I firmly like to think of myself as a nonbeliever, but lately I've had some encounters and experience that have me thinking otherwise. I am 21 year old and live in Miami, recently throughout the day I have noticed myself staring at people and having the capability of dropping what is on their hands. Last night was when I truly questioned as if this was caused by me. I was walking back to the car in a crowded street and so happened to have stepped on somebody's sandal from the back, the person instantly looked back and gave me a face as if she wanted to kill me. Then all of a sudden I look at the guy who was next to her and his phone falls out from his hands causing him to stop in front of me and bend down to grab it. At that moment I stopped so I wouldn't bump into him and questioned myself. There has been other cases where I have dropped things out of peoples hand, sometimes I don't even have to look at them or have them notice me to cause this. Besides that I also have this other concern, I don't know if I am crazy or just have a really good sense of attraction.

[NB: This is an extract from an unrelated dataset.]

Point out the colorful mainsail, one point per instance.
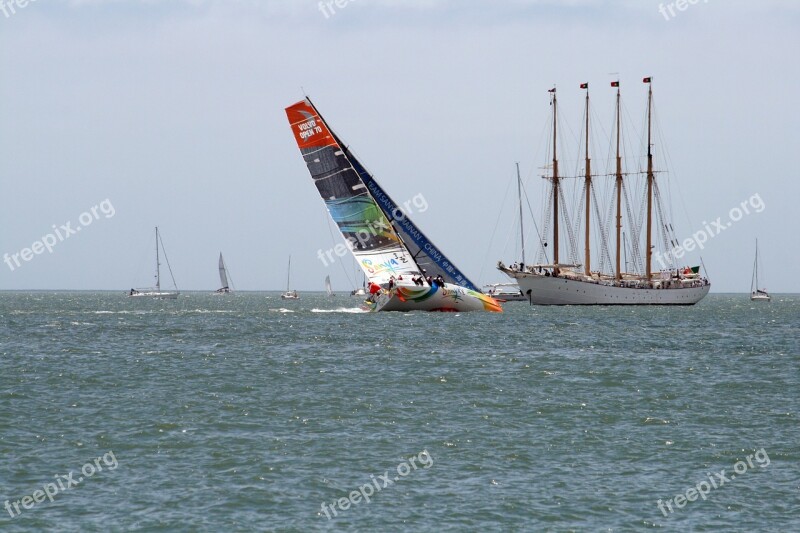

My current boyfriend has noticed that every time I go out I seem to find money on the floor, he recently asked me why this happened and I told him "I don't know I just think about it and it kind of just pops up you know". I'm not sure if it's some mental attraction or I just play my odds but I believe I can think of something and it turns out to be the way that I want it.
One of the weirdest experience I had was when I was 12, I was eating with my family out at a restaurant and after finishing I decided to go use the restroom. As I walked there I thought to myself "walk to the private stall there's a phone there". I open the stall to find a phone left by someone. I am not sure as to how this works but from the times I can remember it happened again when I was 17, I made an excuse to get out of work early, you know being a teenager you wanted to be anywhere but work. The excuse was that my mother got a flat tire, after leaving work I decided to go out with some friends just to end up getting a call from my mom saying she hit a curb and hat a flat tire. And then again about a year ago, I was at this concert at the fillmore in Miami beach with 2 friends and before getting into the show I told them "were meeting the person we came to see, I don't know how but it's the goal of the night". During the 2nd opener some random kids came up to us, at first I didn't believe them but they said they wanted my friend to come backstage. She instantly said yeah but she also wanted to bring us along, so she asked them. They hesitated but ended up giving us all vip backstage passes. I don't know how but it happened, the guys who gave us the passes were actually the first openers. I still don't understand how out of all the people in the crowd they came up my 2 friends and I to ask us that.
Lastly as I said I'm a nonbeliever but I carry a mandala chest piece on my shoulder blade and throughout my back and chest. I was recently told that this what I'm experienced may be caused due to me carrying the flower of life on my skin but I am not sure, I have experienced stuff like this from a young age. My first experiences were mostly electrical shocks throughout my body especially when I walked into a new room. They were like tingles that rushed through my body almost like a sense of déjà vu. I barely get these anymore, I probably felt one of those shocks t like 4 months ago. I hope someone is able to explain as I am not really into psychic experiences.